Judgment date: 21 August 1980.

Dr. G.W. Beck (Member)

My colleague, Dr. Gerber, has set out the facts in this reference and the point at issue is the classification of a telephone connection fee paid by a taxpayer carrying on business as revenue expenditure or capital expenditure. As stated by Menzies J. in
F.C. of T. v. Hatchett 71 ATC 4184 the classification depends on the economic characteristics of the expenditure, but classification on this basis is by no means easy or unambiguous.

2. The accountants are the functionaries most frequently required to distinguish capital and revenue items and they have tended to make the distinction on the basis of the speed of turnover of the asset acquired as a result of the expenditure. Expenditure on items that are ``consumed'' in the business, or are resold, during one operating cycle or during the year for which accounts are being prepared is invariably regarded as ``revenue'' expenditure and other expenditure is capital. For example, the raw materials that are used up in production are a revenue charge against production, but raw material purchases are capitalised as ``stock on hand'' at acquisition and remain capital until sold or used in production. I do not know what Menzies J. meant by ``economic sense'' when in Hatchett's case he said expenditure was capital ``when it is expended to obtain what can properly be described as capital in the economic sense'', but I think it not unreasonable to assume he meant no more than that ``capital'' equated to the value in exchange or use of the assets that one holds at a specified point. To the accountant, of course, an asset is an economic benefit as yet not used up. An economic benefit is one that is either directly or indirectly exchangeable for money. Using the Hatchett principle, therefore, and the definitions of the accountants, capital expenditure is that which results in a taxpayer acquiring a benefit (assets) that is not used up (consumed) in the tax year under consideration. The reality is, that all expenditure is capital, but some is quickly - or even instantaneously - transformed into revenue expenditure by being used up in the process of trying to generate more capital (i.e., more assets) or, in the case of individuals, in the process of spending on food, clothing and so on.

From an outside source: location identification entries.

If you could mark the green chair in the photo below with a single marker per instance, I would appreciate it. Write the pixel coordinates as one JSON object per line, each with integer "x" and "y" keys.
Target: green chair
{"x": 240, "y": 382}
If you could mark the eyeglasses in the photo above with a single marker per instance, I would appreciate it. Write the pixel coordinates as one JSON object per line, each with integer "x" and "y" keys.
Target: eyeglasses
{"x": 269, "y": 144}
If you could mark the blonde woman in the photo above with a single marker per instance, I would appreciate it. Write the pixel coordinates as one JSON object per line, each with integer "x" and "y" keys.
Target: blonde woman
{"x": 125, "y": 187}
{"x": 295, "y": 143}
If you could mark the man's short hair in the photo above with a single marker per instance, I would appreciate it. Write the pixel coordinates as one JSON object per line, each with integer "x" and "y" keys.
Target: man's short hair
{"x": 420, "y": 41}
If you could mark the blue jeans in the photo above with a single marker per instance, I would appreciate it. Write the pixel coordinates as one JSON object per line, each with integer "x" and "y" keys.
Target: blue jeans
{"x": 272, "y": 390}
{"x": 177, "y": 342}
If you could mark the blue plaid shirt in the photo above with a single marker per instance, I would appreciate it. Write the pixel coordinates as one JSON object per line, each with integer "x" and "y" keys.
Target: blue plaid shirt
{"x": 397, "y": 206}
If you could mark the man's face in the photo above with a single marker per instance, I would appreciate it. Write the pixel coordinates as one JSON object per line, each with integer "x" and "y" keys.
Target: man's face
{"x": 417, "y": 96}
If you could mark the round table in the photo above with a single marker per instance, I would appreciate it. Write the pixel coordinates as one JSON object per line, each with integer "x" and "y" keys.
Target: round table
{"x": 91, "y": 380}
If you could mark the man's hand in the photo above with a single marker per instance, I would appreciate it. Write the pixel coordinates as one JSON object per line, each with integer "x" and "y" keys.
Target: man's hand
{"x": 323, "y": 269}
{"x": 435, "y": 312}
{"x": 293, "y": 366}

3. When one asks how a telephone connection fee is to be classified in the light of this, one is in effect asking: has the asset arising from the fee been used up in the course of the year or does it remain at the end? And the answer to this question is obvious - the benefit remains, its economic aspect reflected in the fact that the connection will continue without the need for the outlay of further moneys, and it thus represents an item of capital.

4. I confirm the Commissioner's assessment.